Entré en vigueur le 1er janvier 2017 dans le cadre de la loi Travail, le droit à la déconnexion vise à assurer le respect des temps de repos et de congés ainsi que l’équilibre entre vie professionnelle et vie privée.

par Maria-Salomé Oré-Diaz,
Avocate au barreau de Paris

L’apparition des technologies de l’information et de la communication (TIC) dans la vie de l’entreprise a permis de faciliter le travail en dehors de toute présence physique des salariés au bureau. Cette numérisation du travail a eu pour effet pervers d’introduire les voies de communication numérique, et de fait le travail lui-même, dans le foyer des salariés. Connectés en permanence, tant pendant les heures de présence obligatoire qu’en dehors, ces derniers sont alors sujets aux dépassements de la durée légale ou conventionnelle du travail et sont susceptibles, à terme, de développer les syndromes du burn-out. Partant de ce constat, les partenaires sociaux ont, dans un premier temps, encadré le télétravail par la signature de l’accord national interprofessionnel (ANI) du 19 juillet 20051. Puis, dans un second temps, ils ont inclus dans l’ANI du 19 juin 20132, relatif à la qualité de vie au travail, un article 17 intitulé « Promouvoir une gestion intelligente des technologies de l’information au service de la compétitivité des entreprises respectueuse de la vie privée des salariés ». La loi du 8 août 20163, enfin, a proclamé un « droit à la déconnexion » en deux phases successives : tout d’abord elle prévoit d’inclure dans l’accord collectif instaurant le forfait annuel en jours les modalités selon lesquelles le salarié concerné peut exercer son droit à la déconnexion4, cette obligation étant en vigueur depuis le 10 août 2016 ; ensuite elle modifie l’article L. 2242-8 du code du travail, lequel instaure un droit à la déconnexion pour l’ensemble des salariés (hors cadres dirigeants5), ce dernier est entré en vigueur le 1er janvier 2017. Cette nouvelle disposition impose à l’entreprise de négocier les modalités de mise en place du droit à la déconnexion des salariés.
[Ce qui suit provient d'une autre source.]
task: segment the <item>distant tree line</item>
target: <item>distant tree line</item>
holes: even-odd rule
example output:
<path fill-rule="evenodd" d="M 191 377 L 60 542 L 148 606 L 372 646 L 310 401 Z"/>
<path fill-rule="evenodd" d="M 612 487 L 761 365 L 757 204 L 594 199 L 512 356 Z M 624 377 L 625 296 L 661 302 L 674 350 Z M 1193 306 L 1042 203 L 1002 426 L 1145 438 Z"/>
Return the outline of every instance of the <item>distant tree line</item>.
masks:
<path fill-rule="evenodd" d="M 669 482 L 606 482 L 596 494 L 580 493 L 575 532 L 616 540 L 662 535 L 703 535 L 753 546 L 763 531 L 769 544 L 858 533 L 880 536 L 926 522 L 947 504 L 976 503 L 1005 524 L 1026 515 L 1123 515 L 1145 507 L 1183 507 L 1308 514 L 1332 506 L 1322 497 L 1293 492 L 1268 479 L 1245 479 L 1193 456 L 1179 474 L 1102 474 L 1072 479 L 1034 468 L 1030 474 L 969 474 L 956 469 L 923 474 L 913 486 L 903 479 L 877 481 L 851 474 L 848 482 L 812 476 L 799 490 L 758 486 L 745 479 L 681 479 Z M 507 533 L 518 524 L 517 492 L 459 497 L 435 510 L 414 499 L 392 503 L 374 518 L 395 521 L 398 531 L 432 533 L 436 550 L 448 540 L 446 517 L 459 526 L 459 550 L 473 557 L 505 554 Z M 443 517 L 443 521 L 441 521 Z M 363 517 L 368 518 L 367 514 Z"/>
Ce n’est que si cette négociation n’a pas abouti que l’employeur pourra rédiger lui-même les règles relatives aux modalités d’exercice de ce droit, dans le cadre d’une charte. L’absence de négociation est sanctionnée par une peine d’un an d’emprisonnement et 3 750 euros d’amende6, mais aucune sanction légale n’est prévue si les négociations n’aboutissent pas et qu’aucune charte n’est rédigée.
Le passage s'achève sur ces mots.